A bill that could have opened Fairmount Park to housing construction and other development was withdrawn from City Council consideration yesterday after its sponsor decided the legislation's sweep took it far beyond its intended purpose.

A bill that could have opened Fairmount Park to housing construction and other development was withdrawn from City Council consideration yesterday after its sponsor decided the legislation's sweep took it far beyond its intended purpose.

Councilwoman Joan L. Krajewski said yesterday she was withdrawing her proposed amendment to the city code for the simple reason that "the legislation was written wrong."

She said her intention was to craft a bill - an amendment to the city's zoning provisions - that would help resolve long-standing problems at Glen Foerd on the Delaware, a historic estate in her district.

Call it the law of unintended consequences, but the legislation introduced earlier this month and scheduled for a Council committee hearing June 3 seemed to have such a wide reach that all of the park's 11,000-plus acres would have been affected.

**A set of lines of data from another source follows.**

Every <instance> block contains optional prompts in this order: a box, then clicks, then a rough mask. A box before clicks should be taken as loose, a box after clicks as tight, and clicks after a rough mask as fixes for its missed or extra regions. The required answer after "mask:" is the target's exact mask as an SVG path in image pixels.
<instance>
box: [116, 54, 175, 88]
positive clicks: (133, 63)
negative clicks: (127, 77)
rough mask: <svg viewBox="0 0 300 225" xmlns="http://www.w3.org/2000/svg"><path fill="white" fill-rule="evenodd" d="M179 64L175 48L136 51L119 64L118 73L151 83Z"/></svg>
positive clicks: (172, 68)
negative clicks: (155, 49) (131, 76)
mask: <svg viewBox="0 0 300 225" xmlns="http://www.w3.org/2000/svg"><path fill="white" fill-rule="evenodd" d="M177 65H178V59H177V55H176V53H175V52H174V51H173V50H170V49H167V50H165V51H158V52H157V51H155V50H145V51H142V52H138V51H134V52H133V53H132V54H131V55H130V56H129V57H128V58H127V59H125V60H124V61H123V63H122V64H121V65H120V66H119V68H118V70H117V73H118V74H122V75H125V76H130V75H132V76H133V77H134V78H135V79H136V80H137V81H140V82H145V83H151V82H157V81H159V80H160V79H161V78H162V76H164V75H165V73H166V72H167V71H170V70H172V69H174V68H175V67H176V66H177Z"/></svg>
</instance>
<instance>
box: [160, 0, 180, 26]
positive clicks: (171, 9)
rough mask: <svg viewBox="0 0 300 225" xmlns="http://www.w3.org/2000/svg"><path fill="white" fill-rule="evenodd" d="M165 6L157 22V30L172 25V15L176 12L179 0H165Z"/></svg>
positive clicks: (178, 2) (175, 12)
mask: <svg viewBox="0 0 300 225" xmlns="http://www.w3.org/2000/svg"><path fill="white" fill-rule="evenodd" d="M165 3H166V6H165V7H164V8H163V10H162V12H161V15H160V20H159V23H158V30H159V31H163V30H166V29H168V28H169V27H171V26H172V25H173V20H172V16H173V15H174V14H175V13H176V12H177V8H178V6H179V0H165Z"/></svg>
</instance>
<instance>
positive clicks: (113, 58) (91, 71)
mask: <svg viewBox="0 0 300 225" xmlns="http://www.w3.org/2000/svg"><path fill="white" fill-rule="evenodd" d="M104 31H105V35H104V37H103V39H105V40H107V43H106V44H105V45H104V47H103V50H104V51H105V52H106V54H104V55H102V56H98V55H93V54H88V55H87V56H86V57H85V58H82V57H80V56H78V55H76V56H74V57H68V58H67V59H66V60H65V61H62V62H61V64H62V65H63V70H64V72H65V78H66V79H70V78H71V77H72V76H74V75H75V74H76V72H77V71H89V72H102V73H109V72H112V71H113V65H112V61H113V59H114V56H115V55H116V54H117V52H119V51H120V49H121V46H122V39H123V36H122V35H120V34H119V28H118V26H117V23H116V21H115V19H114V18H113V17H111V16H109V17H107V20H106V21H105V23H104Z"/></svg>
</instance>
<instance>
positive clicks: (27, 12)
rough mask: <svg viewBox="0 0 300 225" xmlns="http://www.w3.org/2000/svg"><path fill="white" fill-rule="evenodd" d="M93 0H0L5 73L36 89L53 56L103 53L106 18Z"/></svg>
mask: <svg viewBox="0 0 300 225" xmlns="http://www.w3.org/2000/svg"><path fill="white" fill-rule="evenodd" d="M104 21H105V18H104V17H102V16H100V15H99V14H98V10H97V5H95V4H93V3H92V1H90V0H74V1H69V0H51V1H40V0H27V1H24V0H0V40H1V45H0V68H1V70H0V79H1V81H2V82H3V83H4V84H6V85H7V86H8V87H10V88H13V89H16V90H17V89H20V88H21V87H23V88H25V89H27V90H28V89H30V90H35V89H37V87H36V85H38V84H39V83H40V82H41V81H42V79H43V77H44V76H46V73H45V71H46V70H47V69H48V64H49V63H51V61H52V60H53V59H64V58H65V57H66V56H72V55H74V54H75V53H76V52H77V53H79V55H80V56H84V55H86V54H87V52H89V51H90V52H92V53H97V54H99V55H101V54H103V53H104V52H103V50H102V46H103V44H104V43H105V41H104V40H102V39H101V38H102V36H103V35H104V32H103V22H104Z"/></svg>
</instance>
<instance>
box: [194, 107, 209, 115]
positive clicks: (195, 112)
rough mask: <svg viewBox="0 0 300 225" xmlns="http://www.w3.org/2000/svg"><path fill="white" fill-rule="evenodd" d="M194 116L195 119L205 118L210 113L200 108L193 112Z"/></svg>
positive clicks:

"All it was trying to do was help Glen Foerd," Krajewski said yesterday of her bill. "I will withdraw the legislation, and I will be working with people to try and help [Glen Foerd]. It's a beautiful place."

Tony Radwanski, board chairman of the Glen Foerd Conservation Corp., said representatives from Krajewski's office, Glen Foerd, and park advocacy groups would be meeting within a week to come up with an acceptable alternative to the bill.

"Councilwoman Krajewski didn't want this to have any effect on the whole park," Radwanski said. "We need to fine-tune it. This should not be an adversarial position. All we're trying to do is preserve this historic site."

Specifically, the bill would have allowed catering facilities, conference centers, detached single-family dwellings, meeting facilities, museums, parking, and "accessory uses." Those activities would have been allowable within undefined "recreational districts" that would have included Fairmount Park.

Michael DiBerardinis, commissioner of the city's newly combined parks and recreation department, expressed concern over the breadth of the legislation. The Philadelphia Parks Alliance said it was "strongly opposed" to the bill, and several members of the outgoing Fairmount Park Commission said they worried about park development in the future.

Krajewski said the whole tempest could be traced to vague language.

"I've been working with [Glen Foerd], and I've been working with the park commission," she said. "I certainly do not want to hurt the parks."